Vibe coding is a term for coding with the assistance of AI — essentially, using AI tools to do the heavy lifting of writing code while you focus on guiding the process with ideas and descriptions. The phrase started as a Silicon Valley buzzword (coined by AI expert Andrej Karpathy) to describe “using AI tools … for the heavy lifting in coding to quickly build software”. In vibe coding, you don’t write every line of code by hand. Instead, you communicate what you want (the “vibe” of the program or feature), and the AI generates the code for you.
This approach marks a shift in how software can be created. Traditionally, developing software meant knowing programming languages and writing precise syntax. But AI advancements are changing that paradigm. Modern AI coding assistants can understand plain English problem descriptions and produce working code. As Karpathy humorously noted, “the hottest new programming language is English” meaning that describing what your program should do in English can be as effective as writing the code yourself. Vibe coding embraces this shift from manual coding to AI-assisted generation.
The term “vibe coding” gained popularity after Karpathy shared his experience of building software by fully giving in to the vibes — essentially forgetting about the code and just iteratively prompting the AI. “It’s not really coding — I just see stuff, say stuff, run stuff, and copy-paste stuff, and it mostly works,” he wrote, highlighting how different this feels from traditional programming. In other words, vibe coding is more like conversing with your computer about what you want, rather than manually typing out every function. This idea of programming by chat (or even by voice) has opened up programming to people who might not be fluent in any coding language. One enthusiast described vibe coding as programming “by chatting with LLMs or even by voice” instead of writing code directly.
AI assistance is lowering the barrier to entry for creating software. People with ideas but little coding experience can now build prototypes by describing their vision to an AI. Meanwhile, even experienced developers are using these tools to automate rote tasks and speed up development. AI can generate boilerplate code (the repetitive, standard parts of programs) so that humans can focus on higher-level design. It’s also enabling much faster prototyping — what might take days or weeks to code from scratch can sometimes be achieved in a few hours of back-and-forth with an AI. This democratisation of coding means more people can bring their ideas to life. “Software engineers have remained in hot demand… but the arrival of AI that can ‘vibe’ code into existence has some industry leaders predicting big changes,” with experts expecting software engineering to look “very different by the end of 2025” due to these AI capabilities.
How Vibe Coding Works
Vibe coding works through a tight interplay between human guidance and AI generation. Humans provide instructions, descriptions, or goals in everyday language, and AI tools translate those into code. The process is typically iterative and interactive:
- You describe what you want: For example, you might say “Create a simple web page that displays the current weather for a city the user enters.” This description (called a prompt) is given to an AI coding assistant.
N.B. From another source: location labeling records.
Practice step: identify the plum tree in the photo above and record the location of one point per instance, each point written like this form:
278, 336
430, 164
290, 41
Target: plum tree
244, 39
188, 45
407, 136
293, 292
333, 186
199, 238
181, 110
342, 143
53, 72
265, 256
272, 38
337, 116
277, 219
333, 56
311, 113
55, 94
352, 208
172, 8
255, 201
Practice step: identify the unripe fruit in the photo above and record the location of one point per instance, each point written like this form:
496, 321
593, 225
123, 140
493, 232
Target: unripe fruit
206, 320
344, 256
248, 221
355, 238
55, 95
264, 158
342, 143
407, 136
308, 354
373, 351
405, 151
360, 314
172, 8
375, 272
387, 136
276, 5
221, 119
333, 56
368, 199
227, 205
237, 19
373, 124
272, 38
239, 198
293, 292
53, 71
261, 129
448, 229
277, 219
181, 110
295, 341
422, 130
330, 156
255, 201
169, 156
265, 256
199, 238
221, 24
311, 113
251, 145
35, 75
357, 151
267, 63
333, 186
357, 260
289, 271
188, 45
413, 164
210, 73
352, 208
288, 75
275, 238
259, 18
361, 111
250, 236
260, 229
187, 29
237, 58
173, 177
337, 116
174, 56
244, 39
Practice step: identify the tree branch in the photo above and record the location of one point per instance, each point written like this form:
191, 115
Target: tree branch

- The AI generates code: The AI, which has been trained on vast amounts of programming knowledge, will attempt to produce code that fulfills your request. It might write the HTML, CSS, and JavaScript needed for the weather page automatically. Essentially, the AI acts like an autocomplete on steroids — it predicts the code that matches your description.
- You review and refine: After the AI provides some code, you (the human) check it. Does the web page work? Maybe the AI’s first attempt has issues or isn’t quite what you envisioned. You then tell the AI what to change or fix. For instance, “The page looks too plain, make the design more colorful and add error handling if the city is not found.” The AI will take this feedback and modify the code accordingly.
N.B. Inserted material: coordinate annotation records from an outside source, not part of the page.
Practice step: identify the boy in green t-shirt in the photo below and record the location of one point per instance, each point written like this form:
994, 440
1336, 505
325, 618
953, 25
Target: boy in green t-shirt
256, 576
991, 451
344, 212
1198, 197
- Iterate as needed: This cycle continues — describe changes, get new code, test it out — until you’re satisfied with the result. Because the AI can produce a lot of code quickly, you might go through multiple iterations in a short time.
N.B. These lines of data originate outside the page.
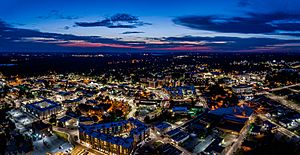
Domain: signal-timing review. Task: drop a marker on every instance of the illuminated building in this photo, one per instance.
(115, 137)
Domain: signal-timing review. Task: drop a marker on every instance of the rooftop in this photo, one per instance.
(43, 105)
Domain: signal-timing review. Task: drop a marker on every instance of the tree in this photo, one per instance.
(147, 119)
(95, 118)
(52, 119)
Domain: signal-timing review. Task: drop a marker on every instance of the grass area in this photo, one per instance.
(61, 135)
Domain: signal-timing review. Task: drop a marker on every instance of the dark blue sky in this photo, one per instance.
(149, 25)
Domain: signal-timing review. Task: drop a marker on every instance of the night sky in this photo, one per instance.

Modern AI coding tools are quite powerful. They not only generate code from scratch but can also help debug and improve it. For example, if the code doesn’t run due to an error, you can paste the error message into the AI chat and ask for help. Karpathy noted that when he gets error messages, he simply copies and pastes them into the AI and “usually, that fixes it”. The AI can read the error and suggest a correction in code. This means you can troubleshoot problems even if you don’t fully understand the programming error — the AI will explain or fix it for you.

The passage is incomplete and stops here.